Layers and operations

The nn module provides thin, zero-overhead wrappers over the low-level Graph API. Each struct holds NodeIds for its parameters and exposes a forward() method that appends operations to a Graph. There is no trait hierarchy and no dynamic dispatch.

use meganeura::{Graph, nn};

let mut g = Graph::new();
let x = g.input("x", &[batch, 784]);
let labels = g.input("labels", &[batch, 10]);

let fc1 = nn::Linear::new(&mut g, "fc1", 784, 128);
let fc2 = nn::Linear::new(&mut g, "fc2", 128, 10);

let h = fc1.forward(&mut g, x);
let h = g.relu(h);
let logits = fc2.forward(&mut g, h);
let loss = g.cross_entropy_loss(logits, labels);

Linear layers

`nn::Linear`

Fully connected layer: y = x @ weight + bias.

pub struct Linear {
    pub weight: NodeId,
    pub bias: Option<NodeId>,
}

Constructors

// With bias — registers `name.weight` [in, out] and `name.bias` [out]
let fc = nn::Linear::new(&mut g, "fc1", 784, 128);

// Without bias — registers only `name.weight` [in, out]
let proj = nn::Linear::no_bias(&mut g, "q_proj", 512, 512);

Forward

let y = fc.forward(&mut g, x);  // x: [M, in] → y: [M, out]

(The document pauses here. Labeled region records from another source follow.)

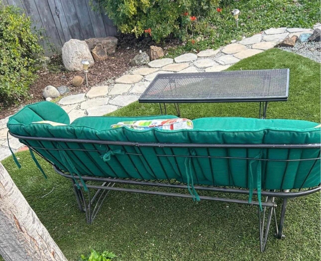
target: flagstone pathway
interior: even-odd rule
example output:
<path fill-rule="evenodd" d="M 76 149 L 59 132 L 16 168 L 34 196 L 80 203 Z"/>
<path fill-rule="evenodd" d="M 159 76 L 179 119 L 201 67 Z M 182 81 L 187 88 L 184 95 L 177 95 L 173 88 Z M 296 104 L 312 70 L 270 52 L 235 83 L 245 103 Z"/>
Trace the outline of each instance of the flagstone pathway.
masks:
<path fill-rule="evenodd" d="M 313 29 L 320 28 L 317 24 Z M 65 96 L 57 103 L 68 114 L 70 122 L 84 116 L 101 116 L 138 99 L 158 73 L 219 72 L 242 59 L 272 48 L 287 37 L 312 32 L 313 29 L 270 28 L 217 50 L 185 54 L 173 59 L 155 60 L 147 65 L 132 67 L 113 82 L 109 80 L 93 86 L 87 93 Z M 8 117 L 0 120 L 0 160 L 10 154 L 7 141 Z M 10 137 L 10 146 L 16 151 L 23 145 Z"/>

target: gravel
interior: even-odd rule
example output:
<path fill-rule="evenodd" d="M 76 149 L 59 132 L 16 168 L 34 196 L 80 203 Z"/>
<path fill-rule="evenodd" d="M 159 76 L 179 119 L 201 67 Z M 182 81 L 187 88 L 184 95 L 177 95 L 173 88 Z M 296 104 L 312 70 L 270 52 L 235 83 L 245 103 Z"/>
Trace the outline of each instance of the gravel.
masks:
<path fill-rule="evenodd" d="M 280 49 L 307 57 L 318 63 L 321 63 L 320 42 L 302 43 L 298 41 L 294 47 L 280 47 Z"/>

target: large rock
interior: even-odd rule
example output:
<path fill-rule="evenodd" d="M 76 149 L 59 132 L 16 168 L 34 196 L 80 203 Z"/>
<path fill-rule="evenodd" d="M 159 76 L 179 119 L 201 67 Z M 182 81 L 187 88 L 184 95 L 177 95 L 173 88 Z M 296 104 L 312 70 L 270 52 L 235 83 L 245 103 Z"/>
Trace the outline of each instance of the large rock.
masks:
<path fill-rule="evenodd" d="M 164 56 L 164 52 L 160 47 L 152 45 L 151 46 L 148 54 L 151 61 L 153 61 Z"/>
<path fill-rule="evenodd" d="M 137 55 L 132 59 L 130 63 L 132 65 L 143 65 L 147 64 L 151 61 L 149 59 L 149 56 L 146 52 L 143 52 L 140 54 Z"/>
<path fill-rule="evenodd" d="M 92 57 L 95 61 L 103 61 L 107 59 L 108 55 L 107 55 L 106 48 L 101 44 L 98 44 L 92 49 Z"/>
<path fill-rule="evenodd" d="M 62 49 L 62 61 L 66 69 L 69 71 L 82 71 L 83 60 L 89 61 L 89 66 L 95 62 L 88 46 L 84 41 L 70 39 L 65 43 Z"/>
<path fill-rule="evenodd" d="M 89 39 L 85 39 L 85 41 L 88 45 L 88 47 L 89 47 L 91 51 L 97 45 L 101 44 L 104 48 L 106 49 L 107 53 L 109 54 L 113 54 L 116 51 L 116 46 L 118 42 L 118 39 L 116 37 L 112 36 L 90 38 Z"/>
<path fill-rule="evenodd" d="M 45 87 L 42 92 L 42 96 L 45 99 L 47 98 L 57 98 L 60 95 L 58 90 L 52 85 L 48 85 Z"/>

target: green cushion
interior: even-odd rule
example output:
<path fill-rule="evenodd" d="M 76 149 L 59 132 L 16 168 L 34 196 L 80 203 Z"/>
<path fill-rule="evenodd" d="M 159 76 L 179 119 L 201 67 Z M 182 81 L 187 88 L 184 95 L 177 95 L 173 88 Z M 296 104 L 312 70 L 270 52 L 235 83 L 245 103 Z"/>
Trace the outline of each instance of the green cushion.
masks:
<path fill-rule="evenodd" d="M 158 118 L 159 117 L 159 118 Z M 7 126 L 15 134 L 51 137 L 134 142 L 194 143 L 299 144 L 319 143 L 318 123 L 289 120 L 261 120 L 236 117 L 209 118 L 193 121 L 193 130 L 178 130 L 152 129 L 145 130 L 126 128 L 111 129 L 119 121 L 148 118 L 175 118 L 160 115 L 148 117 L 87 117 L 70 125 L 53 126 L 33 122 L 49 120 L 69 124 L 68 115 L 52 103 L 43 102 L 26 106 L 11 117 Z M 57 148 L 65 151 L 81 174 L 90 176 L 144 179 L 175 179 L 187 182 L 186 156 L 204 156 L 191 160 L 191 174 L 195 183 L 216 186 L 249 187 L 251 174 L 256 187 L 257 174 L 261 173 L 263 188 L 291 189 L 313 187 L 320 183 L 320 161 L 258 161 L 209 158 L 207 156 L 235 158 L 260 157 L 274 160 L 294 159 L 320 156 L 320 149 L 207 148 L 149 147 L 110 145 L 109 149 L 126 153 L 117 154 L 106 162 L 102 157 L 106 145 L 80 143 L 25 141 L 42 155 L 64 170 L 68 170 Z M 85 149 L 86 151 L 82 151 Z M 73 149 L 74 150 L 73 150 Z"/>

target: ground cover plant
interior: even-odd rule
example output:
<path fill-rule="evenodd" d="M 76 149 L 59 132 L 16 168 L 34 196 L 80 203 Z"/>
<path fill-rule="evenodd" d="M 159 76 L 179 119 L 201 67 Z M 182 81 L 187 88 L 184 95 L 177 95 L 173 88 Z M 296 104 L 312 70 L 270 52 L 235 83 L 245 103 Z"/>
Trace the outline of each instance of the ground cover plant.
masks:
<path fill-rule="evenodd" d="M 280 68 L 290 69 L 289 100 L 269 104 L 267 118 L 319 122 L 320 63 L 273 49 L 242 60 L 229 70 Z M 168 107 L 169 113 L 174 114 L 174 107 Z M 191 119 L 256 118 L 258 104 L 182 104 L 180 108 L 182 117 Z M 159 110 L 157 104 L 135 102 L 112 115 L 159 114 Z M 180 198 L 112 192 L 93 224 L 88 225 L 84 214 L 78 210 L 70 181 L 38 157 L 48 176 L 46 180 L 28 152 L 19 152 L 17 156 L 22 165 L 20 170 L 11 157 L 2 163 L 70 261 L 78 260 L 81 254 L 91 249 L 112 251 L 117 256 L 115 259 L 122 261 L 320 259 L 319 193 L 289 200 L 284 230 L 286 237 L 283 240 L 275 238 L 271 226 L 266 251 L 262 253 L 259 246 L 256 207 L 205 200 L 194 203 Z M 51 193 L 41 198 L 53 188 Z M 281 202 L 278 200 L 276 203 L 279 206 Z M 278 216 L 280 209 L 276 208 Z"/>

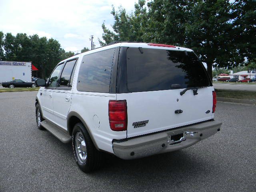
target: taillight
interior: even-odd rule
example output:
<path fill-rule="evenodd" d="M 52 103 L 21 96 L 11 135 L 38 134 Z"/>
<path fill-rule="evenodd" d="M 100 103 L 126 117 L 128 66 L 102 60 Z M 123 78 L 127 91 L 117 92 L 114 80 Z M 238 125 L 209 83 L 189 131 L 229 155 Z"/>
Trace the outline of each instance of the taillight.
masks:
<path fill-rule="evenodd" d="M 215 108 L 217 104 L 217 99 L 216 99 L 216 92 L 212 92 L 212 113 L 215 112 Z"/>
<path fill-rule="evenodd" d="M 113 131 L 127 129 L 127 107 L 126 100 L 110 100 L 108 117 L 110 128 Z"/>

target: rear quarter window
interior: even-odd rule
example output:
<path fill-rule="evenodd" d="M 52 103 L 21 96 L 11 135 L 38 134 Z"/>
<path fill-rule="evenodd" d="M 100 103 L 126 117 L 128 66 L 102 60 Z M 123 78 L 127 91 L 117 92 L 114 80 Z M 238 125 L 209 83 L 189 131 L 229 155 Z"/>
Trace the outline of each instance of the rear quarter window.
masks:
<path fill-rule="evenodd" d="M 115 49 L 84 56 L 77 84 L 79 91 L 109 93 Z"/>
<path fill-rule="evenodd" d="M 127 50 L 127 87 L 130 92 L 210 85 L 204 67 L 193 52 L 140 49 Z"/>

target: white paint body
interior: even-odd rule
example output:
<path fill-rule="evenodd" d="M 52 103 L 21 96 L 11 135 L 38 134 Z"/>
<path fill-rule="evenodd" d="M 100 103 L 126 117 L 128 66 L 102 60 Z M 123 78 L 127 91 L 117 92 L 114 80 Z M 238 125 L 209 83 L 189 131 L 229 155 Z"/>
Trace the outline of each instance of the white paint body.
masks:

When bias is present, forward calls g.bias_add after the matrix multiply. When absent, it returns the raw matmul result.

`nn::Embedding`

Token embedding lookup: maps integer indices to rows of a weight table.

pub struct Embedding {
    pub weight: NodeId,
}

// Registers `name` as a [vocab_size, embed_dim] parameter
let embed = nn::Embedding::new(&mut g, "model.embed_tokens.weight", 32000, 512);

// indices must be a U32 input: g.input_u32(...)
let tokens = g.input_u32("tokens", &[seq_len]);
let x = embed.forward(&mut g, tokens);  // → [seq_len, embed_dim]

The embedding weight name is not suffixed with .weight automatically. Pass the full parameter name (e.g. "model.embed_tokens.weight") to match HuggingFace checkpoint keys.

Normalization

`nn::RmsNorm`

Root-mean-square layer normalization: x / sqrt(mean(x²) + eps) * weight.

pub struct RmsNorm {
    pub weight: NodeId,
    pub eps: f32,
}

let norm = nn::RmsNorm::new(&mut g, "model.layers.0.input_layernorm.weight", 512, 1e-5);
let y = norm.forward(&mut g, x);  // x: [M, dim] → y: [M, dim]

RmsNorm::new registers a single [dim] scale parameter under the given name.

`nn::LayerNorm`

Standard layer normalization with weight and bias: (x - mean) / sqrt(var + eps) * weight + bias.

pub struct LayerNorm {
    pub weight: NodeId,
    pub bias: NodeId,
    pub eps: f32,
}

let ln = nn::LayerNorm::new(&mut g, "ln1", 512, 1e-5);
let y = ln.forward(&mut g, x);  // x: [M, dim] → y: [M, dim]

LayerNorm::new registers name.weight and name.bias, both [dim].

Activations and FFN

`nn::Mlp`

Two-layer MLP with a configurable activation function: fc2(act(fc1(x))).

pub struct Mlp {
    pub fc1: Linear,
    pub fc2: Linear,
    pub activation: Activation,
}

pub enum Activation {
    Relu,
    Gelu,
    Silu,
    Sigmoid,
}

let mlp = nn::Mlp::new(
    &mut g,
    "mlp",
    /*in_dim=*/   512,
    /*hidden_dim=*/ 2048,
    /*out_dim=*/  512,
    nn::Activation::Gelu,
);
let y = mlp.forward(&mut g, x);

Mlp::new registers name.fc1.weight, name.fc1.bias, name.fc2.weight, and name.fc2.bias.

`nn::SwiGluFfn`

SwiGLU feed-forward network used in LLaMA-style transformers: down(silu(gate(x)) * up(x)).

pub struct SwiGluFfn {
    pub gate: Linear,
    pub up: Linear,
    pub down: Linear,
}

let ffn = nn::SwiGluFfn::new(&mut g, "model.layers.0.mlp", 512, 1024);
let y = ffn.forward(&mut g, x);  // x: [M, hidden] → y: [M, hidden]

SwiGluFfn::new registers:

Parameter	Shape
`name.gate_proj.weight`	`[hidden, intermediate]`
`name.up_proj.weight`	`[hidden, intermediate]`
`name.down_proj.weight`	`[intermediate, hidden]`

All three projections have no bias (Linear::no_bias). The fused SwiGLU op emitted by the optimizer combines gate and up into a single kernel.

Attention

`nn::CausalSelfAttention`

Grouped-query causal self-attention with RoPE positional encodings.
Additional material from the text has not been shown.